Purpose: Interfractional anatomy changes (e.g., changes in breast shape and volume) in breast radiotherapy (RT) can be significant and cannot be fully accounted for by the current IGRT repositioning practice. This work aims to quantify dosimetric impact of these changes based on accumulative dose for IMRT and 3DCRT. Methods: Daily CT data acquired using a CT‐on‐Rails (CTVision, Siemens) during IGRT for 5 representative breast cancer patients treated in prone position were analyzed.
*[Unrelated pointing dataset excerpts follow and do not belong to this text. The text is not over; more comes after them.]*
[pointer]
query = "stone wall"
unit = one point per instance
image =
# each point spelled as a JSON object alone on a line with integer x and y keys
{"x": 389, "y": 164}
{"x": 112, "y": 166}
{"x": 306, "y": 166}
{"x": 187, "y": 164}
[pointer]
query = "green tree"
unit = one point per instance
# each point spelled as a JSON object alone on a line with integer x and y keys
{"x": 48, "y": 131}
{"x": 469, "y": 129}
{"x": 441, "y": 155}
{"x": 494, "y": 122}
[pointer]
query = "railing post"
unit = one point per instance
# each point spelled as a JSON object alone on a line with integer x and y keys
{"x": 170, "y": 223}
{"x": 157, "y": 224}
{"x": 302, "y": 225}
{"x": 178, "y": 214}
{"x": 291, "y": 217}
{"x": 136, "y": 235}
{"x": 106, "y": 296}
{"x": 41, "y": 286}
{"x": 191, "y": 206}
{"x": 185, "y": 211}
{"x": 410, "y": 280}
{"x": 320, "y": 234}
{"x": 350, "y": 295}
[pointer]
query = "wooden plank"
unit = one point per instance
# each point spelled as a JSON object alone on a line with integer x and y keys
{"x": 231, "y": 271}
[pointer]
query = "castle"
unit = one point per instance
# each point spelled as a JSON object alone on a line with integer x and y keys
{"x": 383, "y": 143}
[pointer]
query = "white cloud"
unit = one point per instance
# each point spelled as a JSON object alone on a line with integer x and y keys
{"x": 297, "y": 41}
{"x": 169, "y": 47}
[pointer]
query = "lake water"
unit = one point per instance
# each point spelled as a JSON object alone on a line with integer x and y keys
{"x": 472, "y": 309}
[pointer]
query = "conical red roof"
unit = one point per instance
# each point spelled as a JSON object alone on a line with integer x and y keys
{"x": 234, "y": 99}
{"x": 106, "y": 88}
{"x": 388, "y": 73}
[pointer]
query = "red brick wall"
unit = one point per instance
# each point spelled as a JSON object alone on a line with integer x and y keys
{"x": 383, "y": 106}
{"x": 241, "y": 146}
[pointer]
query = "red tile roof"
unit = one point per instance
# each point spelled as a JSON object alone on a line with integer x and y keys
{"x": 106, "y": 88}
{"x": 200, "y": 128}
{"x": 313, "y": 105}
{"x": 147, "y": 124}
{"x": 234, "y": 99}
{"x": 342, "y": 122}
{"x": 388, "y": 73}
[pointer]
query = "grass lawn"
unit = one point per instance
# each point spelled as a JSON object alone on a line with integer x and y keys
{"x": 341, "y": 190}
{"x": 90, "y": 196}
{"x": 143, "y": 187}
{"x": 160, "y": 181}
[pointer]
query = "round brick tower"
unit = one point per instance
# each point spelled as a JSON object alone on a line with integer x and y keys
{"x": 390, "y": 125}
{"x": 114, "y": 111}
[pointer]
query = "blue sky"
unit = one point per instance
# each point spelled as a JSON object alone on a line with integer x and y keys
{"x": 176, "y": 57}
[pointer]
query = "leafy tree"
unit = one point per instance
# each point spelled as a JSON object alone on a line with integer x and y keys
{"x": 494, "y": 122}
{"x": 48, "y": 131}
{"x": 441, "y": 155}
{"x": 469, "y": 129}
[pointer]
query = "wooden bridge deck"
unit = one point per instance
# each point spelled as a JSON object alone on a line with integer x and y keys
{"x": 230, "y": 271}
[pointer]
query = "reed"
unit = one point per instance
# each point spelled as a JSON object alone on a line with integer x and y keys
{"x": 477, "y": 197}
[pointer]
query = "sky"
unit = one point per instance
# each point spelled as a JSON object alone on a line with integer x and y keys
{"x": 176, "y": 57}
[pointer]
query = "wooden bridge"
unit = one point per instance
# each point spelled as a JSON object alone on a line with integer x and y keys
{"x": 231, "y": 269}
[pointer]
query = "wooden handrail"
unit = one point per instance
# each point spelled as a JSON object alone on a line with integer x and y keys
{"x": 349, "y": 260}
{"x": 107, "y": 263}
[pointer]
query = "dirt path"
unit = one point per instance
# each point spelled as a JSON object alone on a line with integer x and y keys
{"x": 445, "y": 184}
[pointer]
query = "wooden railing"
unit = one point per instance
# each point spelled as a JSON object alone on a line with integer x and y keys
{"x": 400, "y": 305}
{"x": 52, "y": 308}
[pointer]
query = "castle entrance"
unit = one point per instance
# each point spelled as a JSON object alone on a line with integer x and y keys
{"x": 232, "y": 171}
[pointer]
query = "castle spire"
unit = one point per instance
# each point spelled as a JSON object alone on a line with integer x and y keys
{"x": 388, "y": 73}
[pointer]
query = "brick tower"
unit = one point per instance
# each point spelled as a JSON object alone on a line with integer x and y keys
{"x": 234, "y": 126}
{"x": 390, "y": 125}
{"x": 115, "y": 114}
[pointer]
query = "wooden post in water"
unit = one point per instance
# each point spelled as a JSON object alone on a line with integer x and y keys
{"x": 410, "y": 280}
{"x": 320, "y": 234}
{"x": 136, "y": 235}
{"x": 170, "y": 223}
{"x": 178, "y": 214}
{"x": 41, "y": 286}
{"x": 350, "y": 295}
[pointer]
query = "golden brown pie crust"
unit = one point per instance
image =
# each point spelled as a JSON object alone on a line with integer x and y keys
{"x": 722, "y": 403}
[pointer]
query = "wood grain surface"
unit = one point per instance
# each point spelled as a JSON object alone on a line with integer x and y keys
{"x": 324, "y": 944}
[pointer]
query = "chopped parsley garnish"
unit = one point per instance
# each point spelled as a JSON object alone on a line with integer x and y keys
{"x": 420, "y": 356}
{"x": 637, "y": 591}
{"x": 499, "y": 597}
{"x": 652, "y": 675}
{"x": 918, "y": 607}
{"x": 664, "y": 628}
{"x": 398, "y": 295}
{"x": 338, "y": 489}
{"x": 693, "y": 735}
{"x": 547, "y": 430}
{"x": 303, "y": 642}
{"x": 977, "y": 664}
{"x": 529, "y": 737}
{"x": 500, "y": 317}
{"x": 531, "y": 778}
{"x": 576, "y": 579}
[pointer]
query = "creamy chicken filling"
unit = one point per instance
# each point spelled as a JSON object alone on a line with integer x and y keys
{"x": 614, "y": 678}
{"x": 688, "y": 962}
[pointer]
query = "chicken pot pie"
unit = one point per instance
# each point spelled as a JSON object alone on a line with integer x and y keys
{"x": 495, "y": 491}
Each daily CT was registered with corresponding planning CT by aligning the lumpectomy cavity, mimicking the IGRT repositioning. Contours of breast, lumpectomy PTV and critical structures on daily CTs were generated using an auto‐segmentation tool (ABAS, Elekta) based on deformable image registration. For each patient, plans for IMRT and 3DCRT with wedge were developed, and were applied to each registered daily CT set to reconstruct the daily doses with the deformation fields from ABAS which were used to compute the accumulative dose. Results: Daily variations in D95 (dose received by 95% of treated breast volume) and D50 were not significantly different between 3DCRT and IMRT plans (within 0.5–2%). Variation of daily dose maximum for IMRT was statistically significantly higher than that for the 3DCRT plans, with some fractions increased by up to 15–20%. However, the variations of the accumulated doses from the original plans for both 3DCRT and IMRT plans are comparable. Conclusion: Although daily doses from IMRT are more sensitive to the interfractional anatomy changes than those from 3DCRT, the variations of the accumulated doses from the original plans are comparable, as the higher variation in the hot spots for IMRT were “washed out” due to the random interfractional changes.